Embora eu houvesse escripto uma especie de apresentação do escriptor
"arabe", trazendo-o á publicidade no Brasil, ninguem o conhecia.
Isso, comtudo, contribuiu ainda mais para o rapidissimo successo
do folclorista oriental, pois o mysterio que lhe envolvia a personalidade
parecia augmentar o interesse pela leitura de seu curiosissimo fabulario.
O certo, porém, é que o nome de Malba Tahan, dentro de pouco tempo,
attingiu uma culminancia soberba no mundo das letras - embora muita
gente ignorasse, como ainda hoje ignora - que o autor dessas notaveis
historias arabes, de um tão profundo accento oriental, é apenas
um brasileiro.
Pois
foi Malba Tahan quem escreveu uma historia arabe, cuja opportunidade,
neste momento, é indiscutivel. Foi o caso que em qualquer cidade
do Iran Beluchistan ou Afghanistan, um sultão adoeceu. Como é natural
em taes circumstancias, os cortezãos, afflictos, appellaram para
todos os sabios da terra, afim de que estes salvassem o soberano.
Mas, se os cortezãos se affligiam com a fatal enfermidade, os subditos
do reino mal podiam esconder o intenso jubilo que os assaltava,
pois o sultão, senhor absoluto de vastas regiões, era o typo acabado
do tyranno, cruel e intoleravel, inimigo dos seus subditos aos quaes
tratava como cães sem dono.
Certo
dia, porém, no instante em que a enfermidade real attingia o seu
ponto fatal, alguns transeuntes surpreenderam no desvão de uma escada,
ao fim de uma viella, um sujeito encolhido, envolto em farrapos,
a chorar desconsoladamente.
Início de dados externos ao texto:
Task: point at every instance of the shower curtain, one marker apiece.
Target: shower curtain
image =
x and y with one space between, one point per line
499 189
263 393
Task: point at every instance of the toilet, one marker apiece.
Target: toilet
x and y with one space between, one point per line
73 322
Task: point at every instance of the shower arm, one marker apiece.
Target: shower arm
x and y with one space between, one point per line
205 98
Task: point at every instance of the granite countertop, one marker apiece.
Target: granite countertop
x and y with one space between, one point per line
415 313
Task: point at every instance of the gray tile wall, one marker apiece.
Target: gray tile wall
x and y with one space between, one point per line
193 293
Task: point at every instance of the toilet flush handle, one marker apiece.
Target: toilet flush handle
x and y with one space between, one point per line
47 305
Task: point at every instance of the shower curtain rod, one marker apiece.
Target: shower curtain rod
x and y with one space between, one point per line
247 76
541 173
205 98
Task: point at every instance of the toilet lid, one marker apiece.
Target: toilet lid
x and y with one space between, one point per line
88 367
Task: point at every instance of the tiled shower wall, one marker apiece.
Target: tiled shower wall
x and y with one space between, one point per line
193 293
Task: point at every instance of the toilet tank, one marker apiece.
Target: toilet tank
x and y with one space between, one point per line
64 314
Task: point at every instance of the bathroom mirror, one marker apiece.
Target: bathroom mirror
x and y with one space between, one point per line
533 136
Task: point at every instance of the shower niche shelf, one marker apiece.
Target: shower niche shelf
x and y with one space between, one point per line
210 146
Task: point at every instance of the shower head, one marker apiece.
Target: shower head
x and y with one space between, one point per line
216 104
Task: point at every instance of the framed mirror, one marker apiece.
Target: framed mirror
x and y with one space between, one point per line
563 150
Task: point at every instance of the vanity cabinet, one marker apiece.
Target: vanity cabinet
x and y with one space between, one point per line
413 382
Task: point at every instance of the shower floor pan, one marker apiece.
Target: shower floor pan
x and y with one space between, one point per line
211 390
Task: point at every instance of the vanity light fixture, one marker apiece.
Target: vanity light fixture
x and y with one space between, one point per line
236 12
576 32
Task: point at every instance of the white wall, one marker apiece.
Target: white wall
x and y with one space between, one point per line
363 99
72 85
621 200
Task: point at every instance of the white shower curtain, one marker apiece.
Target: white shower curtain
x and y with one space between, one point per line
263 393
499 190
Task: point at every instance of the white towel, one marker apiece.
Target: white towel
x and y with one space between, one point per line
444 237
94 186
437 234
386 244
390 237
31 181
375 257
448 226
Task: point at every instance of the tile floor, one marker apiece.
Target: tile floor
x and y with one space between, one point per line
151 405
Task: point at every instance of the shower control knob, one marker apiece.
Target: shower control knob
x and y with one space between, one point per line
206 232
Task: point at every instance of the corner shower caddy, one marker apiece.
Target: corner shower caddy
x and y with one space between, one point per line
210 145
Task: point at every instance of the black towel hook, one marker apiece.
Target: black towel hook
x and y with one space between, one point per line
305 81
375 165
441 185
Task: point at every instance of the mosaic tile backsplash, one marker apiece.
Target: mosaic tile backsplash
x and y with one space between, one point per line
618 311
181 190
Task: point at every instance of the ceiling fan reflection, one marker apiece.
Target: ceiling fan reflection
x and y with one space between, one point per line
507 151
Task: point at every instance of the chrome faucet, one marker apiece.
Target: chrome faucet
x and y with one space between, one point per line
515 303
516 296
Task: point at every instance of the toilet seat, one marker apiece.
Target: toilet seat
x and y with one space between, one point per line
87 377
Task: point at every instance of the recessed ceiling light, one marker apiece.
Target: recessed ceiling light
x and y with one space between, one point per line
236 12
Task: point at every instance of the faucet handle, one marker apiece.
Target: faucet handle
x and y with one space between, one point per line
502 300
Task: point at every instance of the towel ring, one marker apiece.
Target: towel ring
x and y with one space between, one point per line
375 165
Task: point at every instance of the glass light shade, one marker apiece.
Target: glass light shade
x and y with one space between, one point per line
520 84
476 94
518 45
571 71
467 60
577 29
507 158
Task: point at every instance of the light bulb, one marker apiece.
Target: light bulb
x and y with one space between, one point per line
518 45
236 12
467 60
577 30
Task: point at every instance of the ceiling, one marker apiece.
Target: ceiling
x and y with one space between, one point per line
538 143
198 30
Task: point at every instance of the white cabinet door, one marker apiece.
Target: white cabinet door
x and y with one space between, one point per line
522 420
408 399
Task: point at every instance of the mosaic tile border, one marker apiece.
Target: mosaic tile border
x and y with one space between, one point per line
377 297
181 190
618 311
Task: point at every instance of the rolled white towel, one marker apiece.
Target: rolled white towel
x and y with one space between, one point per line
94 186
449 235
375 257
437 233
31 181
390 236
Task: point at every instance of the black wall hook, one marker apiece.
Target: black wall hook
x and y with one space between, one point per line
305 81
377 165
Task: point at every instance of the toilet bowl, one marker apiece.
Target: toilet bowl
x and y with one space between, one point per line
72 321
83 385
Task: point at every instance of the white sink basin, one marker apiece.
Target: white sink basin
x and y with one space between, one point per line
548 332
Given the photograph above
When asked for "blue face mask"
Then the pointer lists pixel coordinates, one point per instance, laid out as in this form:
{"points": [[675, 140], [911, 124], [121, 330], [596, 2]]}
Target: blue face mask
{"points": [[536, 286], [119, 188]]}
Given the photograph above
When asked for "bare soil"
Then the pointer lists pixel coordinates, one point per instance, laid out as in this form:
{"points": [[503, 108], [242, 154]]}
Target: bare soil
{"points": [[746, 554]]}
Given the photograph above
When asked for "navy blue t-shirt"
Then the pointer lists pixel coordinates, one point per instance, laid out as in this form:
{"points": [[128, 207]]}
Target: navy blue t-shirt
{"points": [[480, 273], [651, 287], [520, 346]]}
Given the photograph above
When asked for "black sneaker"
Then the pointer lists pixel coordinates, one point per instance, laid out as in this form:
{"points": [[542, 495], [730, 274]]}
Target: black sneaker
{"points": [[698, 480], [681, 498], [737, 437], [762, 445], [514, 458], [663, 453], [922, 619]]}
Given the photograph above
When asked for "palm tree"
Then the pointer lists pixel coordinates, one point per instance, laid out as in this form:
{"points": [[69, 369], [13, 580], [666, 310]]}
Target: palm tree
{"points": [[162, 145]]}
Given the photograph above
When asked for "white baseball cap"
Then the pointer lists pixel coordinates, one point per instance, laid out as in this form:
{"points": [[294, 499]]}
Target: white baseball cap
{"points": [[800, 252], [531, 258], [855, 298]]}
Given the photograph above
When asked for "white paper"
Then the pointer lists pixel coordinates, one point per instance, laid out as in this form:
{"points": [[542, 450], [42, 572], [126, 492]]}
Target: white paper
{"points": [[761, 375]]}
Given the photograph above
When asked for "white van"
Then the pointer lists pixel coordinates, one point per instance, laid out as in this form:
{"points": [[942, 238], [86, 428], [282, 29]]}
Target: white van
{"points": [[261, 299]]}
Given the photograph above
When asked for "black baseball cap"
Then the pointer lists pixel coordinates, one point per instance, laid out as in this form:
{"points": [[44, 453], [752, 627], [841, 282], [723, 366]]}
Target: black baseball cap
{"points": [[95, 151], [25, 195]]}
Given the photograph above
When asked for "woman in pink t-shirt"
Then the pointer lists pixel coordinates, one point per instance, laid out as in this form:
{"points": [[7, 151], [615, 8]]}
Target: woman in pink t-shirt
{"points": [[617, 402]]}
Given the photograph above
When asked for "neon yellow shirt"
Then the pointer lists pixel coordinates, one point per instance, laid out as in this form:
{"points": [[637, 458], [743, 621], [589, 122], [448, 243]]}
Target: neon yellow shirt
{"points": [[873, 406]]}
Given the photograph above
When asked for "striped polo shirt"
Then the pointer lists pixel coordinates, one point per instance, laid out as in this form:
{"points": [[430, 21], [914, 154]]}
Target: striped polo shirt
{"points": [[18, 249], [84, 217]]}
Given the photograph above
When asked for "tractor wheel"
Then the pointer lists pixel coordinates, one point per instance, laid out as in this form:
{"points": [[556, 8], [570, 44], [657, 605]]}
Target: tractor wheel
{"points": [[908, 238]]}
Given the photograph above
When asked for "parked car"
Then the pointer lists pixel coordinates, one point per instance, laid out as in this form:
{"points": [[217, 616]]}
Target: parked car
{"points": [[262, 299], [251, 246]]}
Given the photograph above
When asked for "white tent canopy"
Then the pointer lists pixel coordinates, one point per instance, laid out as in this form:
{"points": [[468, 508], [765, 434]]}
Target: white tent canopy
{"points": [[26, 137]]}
Acercaram-se delles, solicitos, penalisados:
-
Por que choras, amigo?
-
Ah! senhores! Allah é cruel! Vae roubar-nos o nosso soberano:
-
Hein? Pois choras por isso? Ignoras, porventura, que essa morte
será a nossa libertação? Não sabes, acaso, que esse sultão que agoniza
é um despota cruel, sem coração e alma, vil como uma serpe, feroz
como um chacal, covarde como um cão leproso?
-
Bem o sei...
-
Se bem o sabes, por que choras então?
-
Os senhores dizem que o sultão é mau, que não vale nada...
-
Exactamente.
-
E aquelle que o vae succeder? Os senhores o conhecem bem?
-
Não.
-
Pois é por isso que choro. Porque o que vier depois póde ser muito
peor... Quando se descobriu, ha dias, um "complot" para derrubar
o sr. Getulio Vargas, encontrei um anti-getulista empolgado pela
mais indisfarçavel das satisfações.
-
Mas como? Você devia estar triste! O "complot" fracassou!
-
Pois é por isso que estou alegre, meu caro! O Getulio é uma peste
mas o outro podia ser muito peor!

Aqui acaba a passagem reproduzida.